In this step 104, an external host that does not belong to any one external host packet may be determined to be an anomalous external host that communicates directly with the target host. Alternatively, a set may be formed by external hosts that do not belong to any external host group, the external hosts in the set are considered as suspicious external hosts, then the external hosts in the set are screened in one or more ways, and then the external hosts remaining after screening are determined as abnormal external hosts communicating with the target host.

Exemplary screening methods may include the following:

1) and filtering the suspicious external hosts in the set according to a preset IP address white list. And removing the host represented by the IP address in the IP address white list from the set, and then determining the suspicious external host of which the IP address in the set does not belong to the IP address white list as an abnormal external host.

2) And filtering according to the times of the suspicious external hosts in the set appearing in each time slice. External hosts that occur more than a certain percentage (e.g., 80%) of the number of time slices, and external hosts representing the IP addresses of the local network nodes, are removed from the set.

3) And filtering according to the port of the target host connected with the suspicious external host in the set. If the port of the target host connected with the external host is one or more ports which are normally used, the external host is removed from the set.

According to the content, the method for detecting the abnormal nodes based on the improved pedigree filtering algorithm is used for reconstructing the constructed graph model according to the session characteristic similarity between the external nodes and the server.

Compared with the prior art, the method has the following advantages and technical effects:

because the traffic data captured from the server host only contains the session connection records between the server node and the external nodes and does not contain the session connection records between the external nodes, if the graph model is built only by the original data, the graph model is a bipartite graph model in the aspect of the dimension of a single host, and a uniform connection behavior pattern between different external nodes is difficult to find. The method for calculating the session characteristic similarity reconstructs the connection relation between the external nodes of the traffic graph model by utilizing the rule of the session characteristic similarity of the external nodes and the server, and the invention also designs an improved derivative filtering algorithm, clusters and groups the external nodes with similar session behavior patterns, finds free nodes or groups with less external nodes through a grouping structure, shows that the external nodes or groups have abnormity, and is favorable for improving the accuracy of the host traffic abnormity detection.
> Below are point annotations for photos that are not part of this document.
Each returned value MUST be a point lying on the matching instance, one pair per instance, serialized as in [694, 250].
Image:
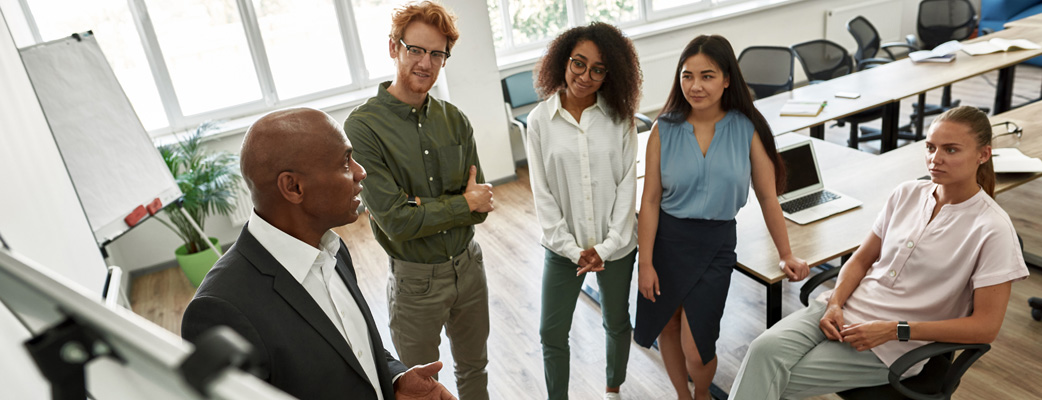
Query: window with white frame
[519, 25]
[182, 63]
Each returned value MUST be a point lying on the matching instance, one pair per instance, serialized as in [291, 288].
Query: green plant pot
[196, 266]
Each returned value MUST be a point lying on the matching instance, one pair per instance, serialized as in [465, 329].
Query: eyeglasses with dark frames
[579, 67]
[1010, 138]
[418, 52]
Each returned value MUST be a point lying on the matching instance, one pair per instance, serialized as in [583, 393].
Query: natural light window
[304, 47]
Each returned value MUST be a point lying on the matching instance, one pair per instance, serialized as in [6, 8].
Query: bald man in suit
[288, 284]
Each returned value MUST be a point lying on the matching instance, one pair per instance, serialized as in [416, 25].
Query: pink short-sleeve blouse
[927, 270]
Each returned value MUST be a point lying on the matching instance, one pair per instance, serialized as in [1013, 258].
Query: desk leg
[1003, 90]
[773, 303]
[818, 131]
[890, 116]
[919, 109]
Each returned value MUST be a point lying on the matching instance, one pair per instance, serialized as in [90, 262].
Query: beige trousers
[423, 298]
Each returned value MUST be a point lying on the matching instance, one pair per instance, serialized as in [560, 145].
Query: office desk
[1035, 20]
[816, 243]
[820, 241]
[887, 84]
[867, 178]
[837, 108]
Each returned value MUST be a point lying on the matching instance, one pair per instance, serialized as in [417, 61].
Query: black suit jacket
[301, 351]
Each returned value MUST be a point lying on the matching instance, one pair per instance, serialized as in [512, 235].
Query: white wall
[472, 83]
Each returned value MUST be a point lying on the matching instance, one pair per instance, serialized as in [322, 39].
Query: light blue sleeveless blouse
[706, 188]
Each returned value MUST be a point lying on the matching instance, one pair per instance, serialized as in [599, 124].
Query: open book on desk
[802, 107]
[944, 52]
[997, 45]
[1012, 160]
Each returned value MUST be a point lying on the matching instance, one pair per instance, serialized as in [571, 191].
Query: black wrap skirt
[694, 259]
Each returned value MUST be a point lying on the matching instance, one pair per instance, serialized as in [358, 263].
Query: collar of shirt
[931, 201]
[397, 106]
[556, 107]
[295, 255]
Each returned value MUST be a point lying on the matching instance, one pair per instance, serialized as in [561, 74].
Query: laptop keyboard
[801, 203]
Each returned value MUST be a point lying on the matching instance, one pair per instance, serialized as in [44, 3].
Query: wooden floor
[514, 261]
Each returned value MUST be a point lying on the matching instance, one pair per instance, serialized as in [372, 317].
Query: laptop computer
[805, 199]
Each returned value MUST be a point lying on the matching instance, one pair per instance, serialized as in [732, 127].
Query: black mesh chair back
[767, 70]
[866, 36]
[945, 20]
[519, 90]
[822, 59]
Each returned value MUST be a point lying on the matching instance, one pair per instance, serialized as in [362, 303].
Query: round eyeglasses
[417, 52]
[1010, 136]
[579, 67]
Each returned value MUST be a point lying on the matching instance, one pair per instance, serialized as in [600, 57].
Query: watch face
[903, 331]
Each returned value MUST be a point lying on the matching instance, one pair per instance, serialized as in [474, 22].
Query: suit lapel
[298, 298]
[346, 271]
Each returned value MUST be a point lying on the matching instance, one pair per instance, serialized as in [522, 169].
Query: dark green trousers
[561, 291]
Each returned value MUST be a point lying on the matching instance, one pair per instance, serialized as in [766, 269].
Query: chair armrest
[970, 353]
[814, 282]
[872, 63]
[888, 46]
[912, 41]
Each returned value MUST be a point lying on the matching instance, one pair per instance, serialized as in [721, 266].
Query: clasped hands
[418, 383]
[590, 261]
[861, 335]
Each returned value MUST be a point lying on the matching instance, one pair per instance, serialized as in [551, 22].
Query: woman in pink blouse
[938, 267]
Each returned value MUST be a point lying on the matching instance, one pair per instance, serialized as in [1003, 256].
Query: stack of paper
[1011, 159]
[997, 45]
[944, 52]
[802, 107]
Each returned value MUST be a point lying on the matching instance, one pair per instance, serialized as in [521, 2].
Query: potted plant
[208, 181]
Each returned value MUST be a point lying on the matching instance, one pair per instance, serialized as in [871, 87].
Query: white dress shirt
[584, 179]
[316, 270]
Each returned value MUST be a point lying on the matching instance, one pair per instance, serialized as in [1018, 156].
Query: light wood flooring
[514, 261]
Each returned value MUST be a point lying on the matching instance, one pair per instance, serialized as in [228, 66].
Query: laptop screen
[800, 169]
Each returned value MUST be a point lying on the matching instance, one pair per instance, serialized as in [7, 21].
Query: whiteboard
[113, 163]
[40, 216]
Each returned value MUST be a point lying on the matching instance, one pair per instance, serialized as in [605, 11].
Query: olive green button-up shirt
[427, 153]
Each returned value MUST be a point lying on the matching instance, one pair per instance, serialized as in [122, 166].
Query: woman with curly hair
[582, 166]
[709, 144]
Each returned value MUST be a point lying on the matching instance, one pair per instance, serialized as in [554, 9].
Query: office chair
[941, 21]
[824, 59]
[767, 70]
[868, 55]
[939, 378]
[869, 45]
[519, 91]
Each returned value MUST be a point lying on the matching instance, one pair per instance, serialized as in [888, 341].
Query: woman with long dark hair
[582, 166]
[706, 146]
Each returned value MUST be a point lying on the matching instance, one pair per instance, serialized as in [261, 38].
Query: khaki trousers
[794, 359]
[423, 298]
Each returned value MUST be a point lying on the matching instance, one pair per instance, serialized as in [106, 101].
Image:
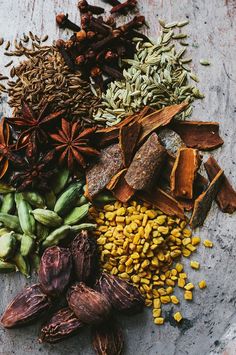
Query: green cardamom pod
[34, 199]
[50, 198]
[8, 204]
[27, 221]
[5, 189]
[81, 201]
[77, 214]
[27, 245]
[79, 227]
[10, 221]
[47, 217]
[104, 198]
[22, 264]
[7, 245]
[68, 198]
[41, 231]
[5, 266]
[4, 231]
[35, 262]
[60, 180]
[56, 236]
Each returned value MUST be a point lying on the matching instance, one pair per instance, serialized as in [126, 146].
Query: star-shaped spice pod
[73, 144]
[31, 123]
[35, 170]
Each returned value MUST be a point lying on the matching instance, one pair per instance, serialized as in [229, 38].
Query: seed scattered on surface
[194, 265]
[140, 245]
[207, 243]
[202, 284]
[204, 62]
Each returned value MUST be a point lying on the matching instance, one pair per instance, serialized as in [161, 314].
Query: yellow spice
[178, 316]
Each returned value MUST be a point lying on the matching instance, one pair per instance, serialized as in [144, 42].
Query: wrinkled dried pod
[60, 326]
[85, 257]
[107, 339]
[55, 270]
[123, 296]
[27, 306]
[89, 306]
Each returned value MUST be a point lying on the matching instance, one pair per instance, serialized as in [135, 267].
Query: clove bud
[107, 339]
[123, 296]
[85, 257]
[89, 306]
[27, 306]
[55, 270]
[61, 325]
[85, 7]
[129, 4]
[63, 22]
The technical solution in the present application is described in detail by a specific example, and the general flow of the example is shown in fig. 8.

1. And (5) a graph model construction stage.

1.1 extracting server flow data, wherein the extracted five-tuple entries are source IP, source port, destination IP, destination port and session establishment time, four-tuple entries with the same source IP, source port, destination IP and destination port are aggregated, and two dictionaries are used for storing connection time information and connection time information respectively. The key in data _ dit is (source IP, destination IP, source port, destination port), and represents the total number of occurrences of the record with this key as the connection quadruple. the key in the time _ dit is (source IP, destination IP, source port, destination port), and represents the connection time and the number of times information time _ seq of the record using the key as the connection quadruple, and the time _ seq is also a dictionary structure, the key is a timestamp, and the value is the number of times of occurrence of the time.

And (3) carrying out flow slicing on the flow data by taking 5 minutes as time granularity, and generating an original flow graph model for each slice. And is described by G ═ V, E. Each node in the node set V represents the IP address of the node and a boolean value that describes whether the node is a server node that extracts traffic. The edge set E contains 5 pieces of information, which are a connection number, a source port, a destination port, a connection time, and a connection number dictionary, respectively, and distinguishes whether the edge is an original or manually added boolean value.

In specific implementation, the attributes of the nodes and edges of the traffic graph model and the data structures thereof can be defined in the module, so that a method for analyzing the node files and the edge files and a method for establishing the graph are realized.

The data structure of the vertex attributes is defined as follows:

the data structure of the edge attribute is defined as follows:

the module can adopt a Spark platform and a GraphX framework, and the codes realize that a Scale language is used for respectively processing a vertex file and an edge file to finally obtain a graph structure. The specific steps of the graph building module are as follows:

(1) spark is started, and a Spark SQL entrance is initialized.

(2) The vertex file is read and analyzed to generate a vertex elastic distributed data set (RDD).

(3) And reading and analyzing the edge file to generate RDD of the edge.

(4) And generating a Graph structure of the flow Graph model by using a construction method Graph (vertexRDD, edgeRDD) according to the RDDs of the nodes and the edges. The vertexRDD and edgeRDD are data input to two points and edges of the Graph method.

The pseudo code of the RDD method for generating the node is as follows:

the pseudo code to generate the edge RDD is as follows:

the data structure of the node V attribute comprises: IP Address of vertex, IP of extracted traffic Server or not

The data structure of the edge E attribute comprises: the number of connections, source port, destination port, time series distinguish whether the edge is an original or a manually added boolean value.

1.2 the connection time and frequency information in the connection time sequence time _ seq reflects the behavior pattern of the session characteristics of the external node and the server, and the session characteristic similarity between different time _ seq can be measured by defining a session characteristic similarity formula.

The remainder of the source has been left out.